22. Mr. Tremblay, 75, is in the active phase of dying. He is unconscious, his breathing is shallow, and his extremities are cooling. His wife and two adult sons have been keeping vigil at the bedside for 48 hours. They look exhausted and distressed. The wife comes to the nursing station and says, "We are just sitting there watching him fade away. I feel so useless and helpless. Is there anything we can do for him?"
Question:
To support the family's psychosocial needs and address their feeling of helplessness, what is the best nursing intervention?
*
Encourage the family to go home and get some sleep, promising to call them if there is any change.
Suggest that they participate in providing care, such as moistening his lips with a sponge or applying lotion to his hands.
Tell them that their presence in the room is enough and they should not disturb him with physical touch.
Offer to turn on the television in the room to provide a distraction for them while they wait.

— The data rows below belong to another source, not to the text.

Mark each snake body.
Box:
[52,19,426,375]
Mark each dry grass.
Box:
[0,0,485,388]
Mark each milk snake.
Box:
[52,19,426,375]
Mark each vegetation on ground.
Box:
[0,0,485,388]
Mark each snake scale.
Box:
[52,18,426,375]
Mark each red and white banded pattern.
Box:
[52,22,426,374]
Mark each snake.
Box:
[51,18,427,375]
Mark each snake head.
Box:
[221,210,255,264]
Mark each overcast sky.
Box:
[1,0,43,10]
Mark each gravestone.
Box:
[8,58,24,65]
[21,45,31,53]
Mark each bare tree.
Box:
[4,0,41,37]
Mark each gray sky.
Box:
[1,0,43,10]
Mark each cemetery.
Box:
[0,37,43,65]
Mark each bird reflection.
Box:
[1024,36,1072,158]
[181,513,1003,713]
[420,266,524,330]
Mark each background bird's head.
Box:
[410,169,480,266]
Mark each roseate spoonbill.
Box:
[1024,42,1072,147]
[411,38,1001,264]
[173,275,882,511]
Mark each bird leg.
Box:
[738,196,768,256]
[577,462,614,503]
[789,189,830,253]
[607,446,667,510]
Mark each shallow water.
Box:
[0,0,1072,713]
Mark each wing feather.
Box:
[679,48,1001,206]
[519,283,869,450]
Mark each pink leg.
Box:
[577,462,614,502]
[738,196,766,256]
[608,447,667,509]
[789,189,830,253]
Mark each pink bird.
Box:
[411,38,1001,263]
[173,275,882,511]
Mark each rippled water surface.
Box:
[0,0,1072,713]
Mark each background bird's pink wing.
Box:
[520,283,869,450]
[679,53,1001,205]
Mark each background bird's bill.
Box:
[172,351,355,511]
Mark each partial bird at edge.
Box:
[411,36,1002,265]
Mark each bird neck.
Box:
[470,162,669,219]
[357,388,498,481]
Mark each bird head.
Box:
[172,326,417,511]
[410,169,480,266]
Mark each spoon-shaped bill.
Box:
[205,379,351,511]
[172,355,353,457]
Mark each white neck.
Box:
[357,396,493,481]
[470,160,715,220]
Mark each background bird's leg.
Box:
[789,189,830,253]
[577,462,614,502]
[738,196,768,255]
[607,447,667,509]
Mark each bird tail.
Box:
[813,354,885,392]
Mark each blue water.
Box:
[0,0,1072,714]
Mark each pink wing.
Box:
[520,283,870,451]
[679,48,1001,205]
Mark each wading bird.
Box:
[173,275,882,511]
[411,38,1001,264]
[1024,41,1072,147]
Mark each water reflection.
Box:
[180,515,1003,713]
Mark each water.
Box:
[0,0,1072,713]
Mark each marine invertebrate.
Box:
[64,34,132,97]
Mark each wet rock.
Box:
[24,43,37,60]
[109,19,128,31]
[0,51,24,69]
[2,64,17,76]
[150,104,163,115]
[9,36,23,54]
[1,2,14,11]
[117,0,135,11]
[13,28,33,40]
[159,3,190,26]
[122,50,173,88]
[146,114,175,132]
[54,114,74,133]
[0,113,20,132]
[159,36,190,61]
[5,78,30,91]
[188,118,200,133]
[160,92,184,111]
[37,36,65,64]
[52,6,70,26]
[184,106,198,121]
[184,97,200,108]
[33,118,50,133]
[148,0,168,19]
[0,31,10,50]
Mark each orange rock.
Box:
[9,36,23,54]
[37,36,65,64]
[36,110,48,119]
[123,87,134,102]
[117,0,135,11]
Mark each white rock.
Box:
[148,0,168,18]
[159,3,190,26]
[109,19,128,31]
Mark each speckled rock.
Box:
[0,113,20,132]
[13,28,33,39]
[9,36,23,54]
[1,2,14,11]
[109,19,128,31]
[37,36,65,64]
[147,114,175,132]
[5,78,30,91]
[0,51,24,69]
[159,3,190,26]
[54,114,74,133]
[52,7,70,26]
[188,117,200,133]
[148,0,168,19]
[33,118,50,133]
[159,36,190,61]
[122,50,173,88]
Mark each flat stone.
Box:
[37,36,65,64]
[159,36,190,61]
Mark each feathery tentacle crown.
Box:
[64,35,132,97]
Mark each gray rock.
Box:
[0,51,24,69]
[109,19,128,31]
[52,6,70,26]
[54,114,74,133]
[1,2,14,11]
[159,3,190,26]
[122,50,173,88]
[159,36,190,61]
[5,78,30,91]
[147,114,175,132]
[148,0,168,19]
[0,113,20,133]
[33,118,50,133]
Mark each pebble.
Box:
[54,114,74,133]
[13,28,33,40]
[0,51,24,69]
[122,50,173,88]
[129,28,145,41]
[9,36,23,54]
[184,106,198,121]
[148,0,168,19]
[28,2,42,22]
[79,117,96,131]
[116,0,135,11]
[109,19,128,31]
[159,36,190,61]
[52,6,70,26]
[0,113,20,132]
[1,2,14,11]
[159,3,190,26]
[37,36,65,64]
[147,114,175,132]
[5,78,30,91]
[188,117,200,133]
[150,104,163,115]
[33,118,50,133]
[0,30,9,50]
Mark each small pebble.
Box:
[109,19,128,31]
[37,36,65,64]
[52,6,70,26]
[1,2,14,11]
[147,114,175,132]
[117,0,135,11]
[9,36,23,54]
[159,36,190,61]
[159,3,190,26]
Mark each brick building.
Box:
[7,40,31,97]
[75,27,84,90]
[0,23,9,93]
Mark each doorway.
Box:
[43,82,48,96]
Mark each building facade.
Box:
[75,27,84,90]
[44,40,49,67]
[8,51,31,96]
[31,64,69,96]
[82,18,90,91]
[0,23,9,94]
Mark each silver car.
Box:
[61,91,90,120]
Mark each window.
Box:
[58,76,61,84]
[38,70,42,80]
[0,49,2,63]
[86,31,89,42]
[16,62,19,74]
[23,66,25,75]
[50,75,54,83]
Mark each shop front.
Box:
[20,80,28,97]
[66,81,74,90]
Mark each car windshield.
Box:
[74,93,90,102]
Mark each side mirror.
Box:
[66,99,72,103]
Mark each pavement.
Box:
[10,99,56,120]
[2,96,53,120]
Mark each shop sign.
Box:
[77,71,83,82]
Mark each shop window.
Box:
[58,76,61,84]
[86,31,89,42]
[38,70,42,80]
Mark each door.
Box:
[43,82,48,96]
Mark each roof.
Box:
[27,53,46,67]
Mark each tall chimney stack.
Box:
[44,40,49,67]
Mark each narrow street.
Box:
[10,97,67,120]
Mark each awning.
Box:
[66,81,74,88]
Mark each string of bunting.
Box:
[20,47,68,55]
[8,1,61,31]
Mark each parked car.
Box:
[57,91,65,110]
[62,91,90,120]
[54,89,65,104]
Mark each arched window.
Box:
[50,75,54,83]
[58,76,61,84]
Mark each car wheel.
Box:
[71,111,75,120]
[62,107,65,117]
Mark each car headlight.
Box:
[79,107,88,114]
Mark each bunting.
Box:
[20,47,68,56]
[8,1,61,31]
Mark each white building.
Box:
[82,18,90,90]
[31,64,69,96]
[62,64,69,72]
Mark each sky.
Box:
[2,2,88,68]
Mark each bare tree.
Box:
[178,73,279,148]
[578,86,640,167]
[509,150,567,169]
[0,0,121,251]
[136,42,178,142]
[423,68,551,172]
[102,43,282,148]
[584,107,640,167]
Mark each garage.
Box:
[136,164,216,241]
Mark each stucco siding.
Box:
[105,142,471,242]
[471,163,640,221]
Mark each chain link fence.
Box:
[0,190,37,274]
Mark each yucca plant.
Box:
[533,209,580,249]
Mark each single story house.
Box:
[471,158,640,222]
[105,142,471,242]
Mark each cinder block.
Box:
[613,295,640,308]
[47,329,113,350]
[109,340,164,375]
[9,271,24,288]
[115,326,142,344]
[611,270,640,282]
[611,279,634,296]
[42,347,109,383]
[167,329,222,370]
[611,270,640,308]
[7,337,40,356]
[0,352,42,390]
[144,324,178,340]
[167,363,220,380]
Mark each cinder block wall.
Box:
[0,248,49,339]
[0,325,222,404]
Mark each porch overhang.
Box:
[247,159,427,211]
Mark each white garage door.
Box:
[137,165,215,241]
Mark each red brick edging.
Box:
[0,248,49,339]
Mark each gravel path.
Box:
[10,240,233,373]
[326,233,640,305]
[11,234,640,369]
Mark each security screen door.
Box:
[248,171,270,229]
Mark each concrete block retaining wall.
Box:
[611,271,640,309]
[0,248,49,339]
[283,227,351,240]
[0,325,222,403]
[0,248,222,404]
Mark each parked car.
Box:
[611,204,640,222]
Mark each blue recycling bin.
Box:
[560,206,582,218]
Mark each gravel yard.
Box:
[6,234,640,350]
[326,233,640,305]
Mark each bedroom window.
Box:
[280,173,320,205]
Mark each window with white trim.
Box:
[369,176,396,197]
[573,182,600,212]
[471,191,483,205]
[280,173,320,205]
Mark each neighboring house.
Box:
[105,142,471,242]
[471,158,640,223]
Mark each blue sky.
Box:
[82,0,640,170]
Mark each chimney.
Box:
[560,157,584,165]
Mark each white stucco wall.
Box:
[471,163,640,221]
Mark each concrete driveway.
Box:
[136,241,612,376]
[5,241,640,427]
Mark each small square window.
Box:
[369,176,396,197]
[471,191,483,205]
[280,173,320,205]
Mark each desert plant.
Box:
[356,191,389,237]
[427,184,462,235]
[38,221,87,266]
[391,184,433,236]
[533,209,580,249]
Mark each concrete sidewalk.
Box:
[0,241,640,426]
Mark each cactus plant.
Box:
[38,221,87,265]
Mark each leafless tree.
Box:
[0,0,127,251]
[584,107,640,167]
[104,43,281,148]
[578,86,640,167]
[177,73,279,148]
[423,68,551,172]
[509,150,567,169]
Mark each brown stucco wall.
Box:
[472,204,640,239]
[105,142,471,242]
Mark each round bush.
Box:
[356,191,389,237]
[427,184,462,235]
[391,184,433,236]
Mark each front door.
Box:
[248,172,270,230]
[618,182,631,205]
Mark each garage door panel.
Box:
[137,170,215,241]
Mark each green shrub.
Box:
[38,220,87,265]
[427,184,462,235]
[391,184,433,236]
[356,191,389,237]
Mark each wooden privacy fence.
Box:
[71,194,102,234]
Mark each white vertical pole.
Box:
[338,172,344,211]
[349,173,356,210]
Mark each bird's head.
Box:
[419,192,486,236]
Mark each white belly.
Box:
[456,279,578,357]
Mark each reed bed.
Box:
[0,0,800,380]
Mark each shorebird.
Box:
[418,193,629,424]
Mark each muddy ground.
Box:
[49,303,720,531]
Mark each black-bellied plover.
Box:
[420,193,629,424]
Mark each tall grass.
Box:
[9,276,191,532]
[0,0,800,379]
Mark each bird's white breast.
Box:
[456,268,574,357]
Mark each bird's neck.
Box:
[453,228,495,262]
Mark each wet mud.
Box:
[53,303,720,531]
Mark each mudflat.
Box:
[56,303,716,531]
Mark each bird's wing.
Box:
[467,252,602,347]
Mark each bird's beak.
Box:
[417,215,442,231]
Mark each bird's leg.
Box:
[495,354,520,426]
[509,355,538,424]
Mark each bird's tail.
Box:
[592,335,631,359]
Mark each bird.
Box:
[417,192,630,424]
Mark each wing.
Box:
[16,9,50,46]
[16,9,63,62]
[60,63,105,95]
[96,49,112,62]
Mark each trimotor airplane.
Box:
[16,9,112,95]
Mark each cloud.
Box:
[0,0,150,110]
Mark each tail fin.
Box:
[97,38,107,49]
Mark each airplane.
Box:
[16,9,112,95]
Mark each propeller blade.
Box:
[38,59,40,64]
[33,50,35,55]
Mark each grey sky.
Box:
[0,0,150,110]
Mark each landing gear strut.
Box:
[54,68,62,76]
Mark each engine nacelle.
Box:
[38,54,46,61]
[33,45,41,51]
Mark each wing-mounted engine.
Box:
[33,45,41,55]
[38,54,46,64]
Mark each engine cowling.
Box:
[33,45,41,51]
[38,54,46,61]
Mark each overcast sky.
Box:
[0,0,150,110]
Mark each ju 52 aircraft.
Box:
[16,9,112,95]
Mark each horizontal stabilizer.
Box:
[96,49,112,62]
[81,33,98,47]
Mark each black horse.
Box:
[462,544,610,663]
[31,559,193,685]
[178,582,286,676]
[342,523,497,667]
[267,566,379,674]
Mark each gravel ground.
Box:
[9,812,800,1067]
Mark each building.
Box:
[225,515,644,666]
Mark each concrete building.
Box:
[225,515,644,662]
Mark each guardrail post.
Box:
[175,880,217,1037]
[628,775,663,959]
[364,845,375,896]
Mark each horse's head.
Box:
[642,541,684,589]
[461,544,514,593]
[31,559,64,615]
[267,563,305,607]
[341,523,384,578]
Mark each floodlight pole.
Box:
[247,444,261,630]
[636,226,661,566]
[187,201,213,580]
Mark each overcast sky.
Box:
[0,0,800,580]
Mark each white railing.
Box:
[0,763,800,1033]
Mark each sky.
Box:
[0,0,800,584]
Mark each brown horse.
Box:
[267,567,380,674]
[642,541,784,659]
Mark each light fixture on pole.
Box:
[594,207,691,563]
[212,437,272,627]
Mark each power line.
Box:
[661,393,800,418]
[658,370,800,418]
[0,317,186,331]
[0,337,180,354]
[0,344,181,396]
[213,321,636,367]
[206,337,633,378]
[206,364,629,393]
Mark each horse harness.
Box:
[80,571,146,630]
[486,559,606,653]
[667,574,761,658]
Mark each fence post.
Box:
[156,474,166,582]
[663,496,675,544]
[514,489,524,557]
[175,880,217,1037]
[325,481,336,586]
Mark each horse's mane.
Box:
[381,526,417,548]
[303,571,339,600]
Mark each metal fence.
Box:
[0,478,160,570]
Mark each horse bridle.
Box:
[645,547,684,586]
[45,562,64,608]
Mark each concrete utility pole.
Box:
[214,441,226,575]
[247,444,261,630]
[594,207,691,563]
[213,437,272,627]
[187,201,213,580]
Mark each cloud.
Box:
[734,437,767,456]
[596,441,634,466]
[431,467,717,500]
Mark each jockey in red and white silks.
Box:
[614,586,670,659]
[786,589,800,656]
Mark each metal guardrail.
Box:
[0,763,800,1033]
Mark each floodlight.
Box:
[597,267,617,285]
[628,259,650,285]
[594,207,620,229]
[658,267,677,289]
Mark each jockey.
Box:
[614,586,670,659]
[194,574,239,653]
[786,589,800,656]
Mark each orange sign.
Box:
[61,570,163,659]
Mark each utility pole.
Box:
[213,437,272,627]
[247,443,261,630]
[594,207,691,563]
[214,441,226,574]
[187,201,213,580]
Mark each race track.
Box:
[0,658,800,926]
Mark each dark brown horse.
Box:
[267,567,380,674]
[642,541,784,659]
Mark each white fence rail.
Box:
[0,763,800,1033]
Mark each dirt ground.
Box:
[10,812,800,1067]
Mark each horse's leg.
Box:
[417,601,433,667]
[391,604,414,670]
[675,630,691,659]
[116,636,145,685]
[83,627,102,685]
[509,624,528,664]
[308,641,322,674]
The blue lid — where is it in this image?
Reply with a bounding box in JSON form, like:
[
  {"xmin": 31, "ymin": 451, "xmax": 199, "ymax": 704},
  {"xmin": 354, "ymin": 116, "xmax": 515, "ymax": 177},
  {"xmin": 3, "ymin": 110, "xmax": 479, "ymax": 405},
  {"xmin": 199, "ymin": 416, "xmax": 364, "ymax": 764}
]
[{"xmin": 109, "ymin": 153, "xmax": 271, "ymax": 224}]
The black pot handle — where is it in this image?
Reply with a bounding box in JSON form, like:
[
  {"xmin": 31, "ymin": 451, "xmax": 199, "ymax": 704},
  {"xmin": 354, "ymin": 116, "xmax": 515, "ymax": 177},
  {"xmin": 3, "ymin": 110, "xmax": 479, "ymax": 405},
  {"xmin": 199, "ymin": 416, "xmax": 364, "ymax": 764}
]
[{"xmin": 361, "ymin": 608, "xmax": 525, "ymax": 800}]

23. You are caring for Mr. Lefebvre, a patient with end-stage COPD who is actively dying. He has developed severe respiratory distress: he is gasping for air, using accessory muscles, and appears terrified (air hunger). You prepare to administer the prescribed "Respiratory Distress Protocol" (typically an opioid and an anxiolytic). His daughter, who is at the bedside, grabs your arm and says, "Stop! Don't give him that medication yet. My brother is the legal guardian, and he is driving in from another city. He wants to be here before you sedate Dad. You have to wait."
Question:
The patient is visibly suffering. How do you respond to the daughter to address her concern while upholding your nursing ethical duty?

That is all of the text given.